Summary: Three hundred years ago Euler proved the theorem, "In whatever way a sphere be rotated around its own center, a diameter can always be chosen whose direction in the rotated configuration would coincide with the original configuration." This result is so famous and so important in both pure and applied mathematics that the general concept of rotation is often confused with rotation about an axis. As the authors point out, it is true, but not immediately obvious, that the composition of rotations about two different axes of the two dimensional sphere is again a rotation about a single axis. The authors lead us on a journey through the mathematics of spherical rotations during which (1) they present a new and constructive proof of Euler's theorem using only notions available from a muscular undergraduate first course in linear algebra, (2) they provide a translation (possibly the first) and explication of Euler's original proof, (3) they give another proof "using only the kind of classical spherical geometry arguments that Euler himself used, translated into a modern idiom," but which includes the orientation reversing case, (4) finally, they review some short modern (non-constructive) proofs using, respectively, linear algebra, topology, differential geometry and Lie theory.
Read the Article
About the Authors: (From the Prizes and Awards booklet, MathFest 2010)

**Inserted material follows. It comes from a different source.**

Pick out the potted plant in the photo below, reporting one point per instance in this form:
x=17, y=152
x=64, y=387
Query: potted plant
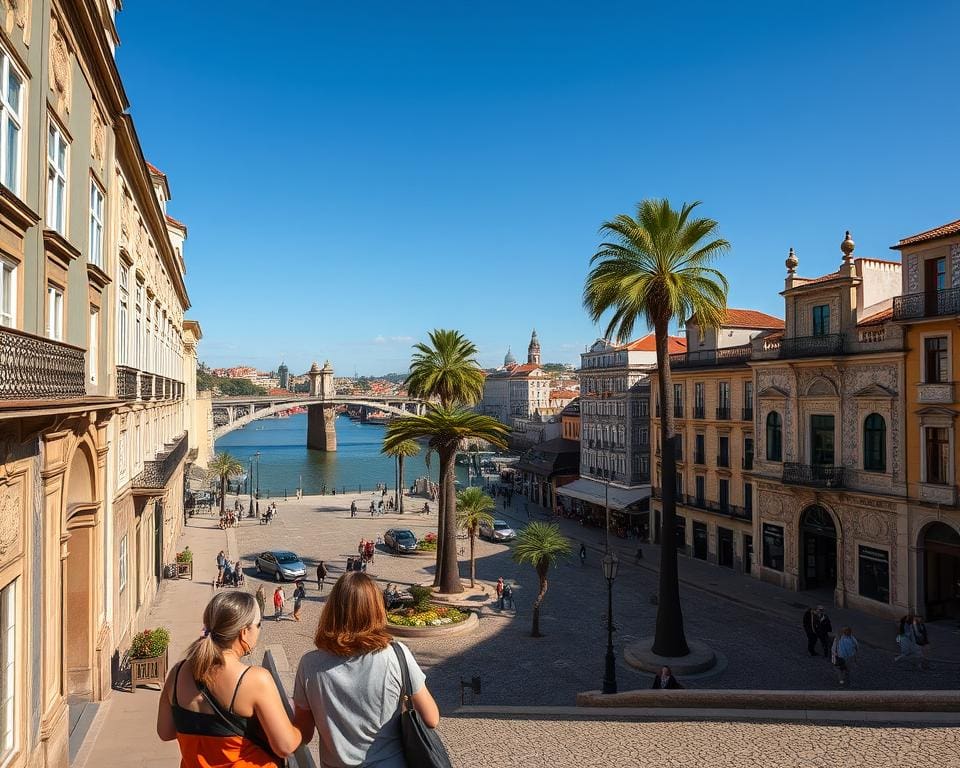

Bob Palais received his B.A. from Harvard College in 1980 and his Ph.D. from the University of California Berkeley in 1986. He is currently a Research Professor at the University of Utah in Salt Lake City. He splits his time between the Math department (teaching and doing research on scientific computation and mathematical visualization) and the Pathology Department, where he works on DNA melting analysis and bioinformatics. His article -- Pi is Wrong! (http://www.math.utah.edu/~palais/pi.html) still generates the most spirited discussions. In his spare time, he enjoys mountaineering, often with other mathematicians. He and his father Richard recently co-authored Differential Equations, Mechanics, and Computation (http://odemath.org) His mother Eleanor is a founding member of AWM, and had an exceptional streak with 100% of her BC calculus students receiving 5 on the AP exam for 9 years! His grandmother, Madeleine Galland, also taught mathematics, with Ronnie ('Christopher') Walken among her favorite students.

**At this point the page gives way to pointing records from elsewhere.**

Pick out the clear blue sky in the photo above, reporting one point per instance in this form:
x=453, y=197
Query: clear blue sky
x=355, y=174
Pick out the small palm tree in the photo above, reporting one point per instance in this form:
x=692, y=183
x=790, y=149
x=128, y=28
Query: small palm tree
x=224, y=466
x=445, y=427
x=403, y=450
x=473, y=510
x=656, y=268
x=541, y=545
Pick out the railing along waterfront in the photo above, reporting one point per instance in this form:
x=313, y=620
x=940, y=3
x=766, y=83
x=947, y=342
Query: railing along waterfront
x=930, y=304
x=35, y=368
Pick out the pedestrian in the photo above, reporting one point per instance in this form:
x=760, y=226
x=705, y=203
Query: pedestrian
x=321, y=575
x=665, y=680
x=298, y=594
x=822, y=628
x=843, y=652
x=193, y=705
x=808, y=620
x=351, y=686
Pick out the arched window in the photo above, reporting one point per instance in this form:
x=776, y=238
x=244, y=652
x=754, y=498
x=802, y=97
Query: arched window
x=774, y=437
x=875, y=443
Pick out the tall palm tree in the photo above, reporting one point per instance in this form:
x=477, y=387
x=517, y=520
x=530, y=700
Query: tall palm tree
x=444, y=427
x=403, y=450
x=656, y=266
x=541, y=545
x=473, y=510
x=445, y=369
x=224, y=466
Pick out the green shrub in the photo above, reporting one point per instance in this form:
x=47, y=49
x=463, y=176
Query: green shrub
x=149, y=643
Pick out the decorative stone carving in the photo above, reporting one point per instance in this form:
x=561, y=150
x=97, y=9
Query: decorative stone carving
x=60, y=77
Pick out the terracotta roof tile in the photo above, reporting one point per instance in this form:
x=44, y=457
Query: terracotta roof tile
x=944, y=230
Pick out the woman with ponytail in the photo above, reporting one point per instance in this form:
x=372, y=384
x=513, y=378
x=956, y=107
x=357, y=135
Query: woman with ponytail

Richard S. Palais received his B.A. from Harvard College in 1952 and his Ph.D., also from Harvard, in 1956. After a long career in teaching and theoretical research at Brandeis, he partially retired in 1997 to work on developing a mathematical visualization program (see http://3D-XplorMath.org). He moved to the University of California Irvine in 2004, where he teaches part time while continuing to program and write about novel algorithms for visualizing complex mathematics. He is proud of his many mathematical descendants (72 according to the Mathematical Genealogy Project) and also for entries (together with Luc Benard) in the 2006 and 2009 National Science Foundation/Science Magazine Scientific Visualization Challenge that both won First Prizes. The 2006 entry was the September 22, 2006 cover of Science.

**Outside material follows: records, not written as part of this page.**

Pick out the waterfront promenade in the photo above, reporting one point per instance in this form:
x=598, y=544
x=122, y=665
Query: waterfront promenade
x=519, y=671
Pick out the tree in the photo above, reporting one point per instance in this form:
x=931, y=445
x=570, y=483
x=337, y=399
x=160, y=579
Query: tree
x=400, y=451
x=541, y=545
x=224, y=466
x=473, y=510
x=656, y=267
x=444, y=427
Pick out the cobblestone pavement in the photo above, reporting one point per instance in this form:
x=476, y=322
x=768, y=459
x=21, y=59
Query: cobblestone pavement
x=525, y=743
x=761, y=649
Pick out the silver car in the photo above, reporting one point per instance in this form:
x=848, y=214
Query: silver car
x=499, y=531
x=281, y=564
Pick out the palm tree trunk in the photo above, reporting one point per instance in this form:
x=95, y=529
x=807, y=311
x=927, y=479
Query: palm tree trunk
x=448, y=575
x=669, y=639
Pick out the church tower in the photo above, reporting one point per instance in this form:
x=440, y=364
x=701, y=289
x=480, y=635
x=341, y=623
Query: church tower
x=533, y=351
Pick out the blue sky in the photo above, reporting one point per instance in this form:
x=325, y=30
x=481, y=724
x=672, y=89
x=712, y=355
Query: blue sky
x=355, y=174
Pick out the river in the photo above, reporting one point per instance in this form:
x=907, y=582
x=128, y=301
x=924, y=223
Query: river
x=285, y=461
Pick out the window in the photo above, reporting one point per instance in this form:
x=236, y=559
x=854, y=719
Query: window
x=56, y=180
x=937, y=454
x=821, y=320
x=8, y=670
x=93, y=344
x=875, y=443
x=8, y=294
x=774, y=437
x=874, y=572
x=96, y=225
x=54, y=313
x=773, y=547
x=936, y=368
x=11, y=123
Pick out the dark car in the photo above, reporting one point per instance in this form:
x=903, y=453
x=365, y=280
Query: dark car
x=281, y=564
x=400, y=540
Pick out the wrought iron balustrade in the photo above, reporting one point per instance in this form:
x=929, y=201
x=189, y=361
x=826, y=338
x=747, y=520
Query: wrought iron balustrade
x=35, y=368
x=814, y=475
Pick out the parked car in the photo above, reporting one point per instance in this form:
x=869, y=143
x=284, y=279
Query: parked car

Stephen Rodi is a professor of mathematics at Austin Community College (Texas). He joined the infant college in 1976; it now boasts a booming 40,000 students. He has held various administrative posts, but returned exclusively to teaching in 1998. Rodi received a classical secondary education in New Orleans. He then spent seven years in Jesuit seminary training, including a philosophy curriculum taught in Latin. This explains his B.A in 1965 from Spring Hill College with a triple major in mathematics, philosophy, and Latin. He holds a Master‘s degree from Marquette University (1967) and a Ph.D. from The University of Texas at Austin (1974), both in mathematics.
Rodi has participated in many professional activities: president of the American Mathematical Association of Two-Year Colleges; chair of the Mathematical Association of America Committee on Two-Year Colleges; member of the Conference Board of the Mathematical Sciences (CBMS) and the Mathematical Sciences Education Board; chair of the advisory board for the calculus project at Harvard; co-editor in 2000 and 2005 of the CBMS statistical survey of undergraduate mathematics programs in the United States.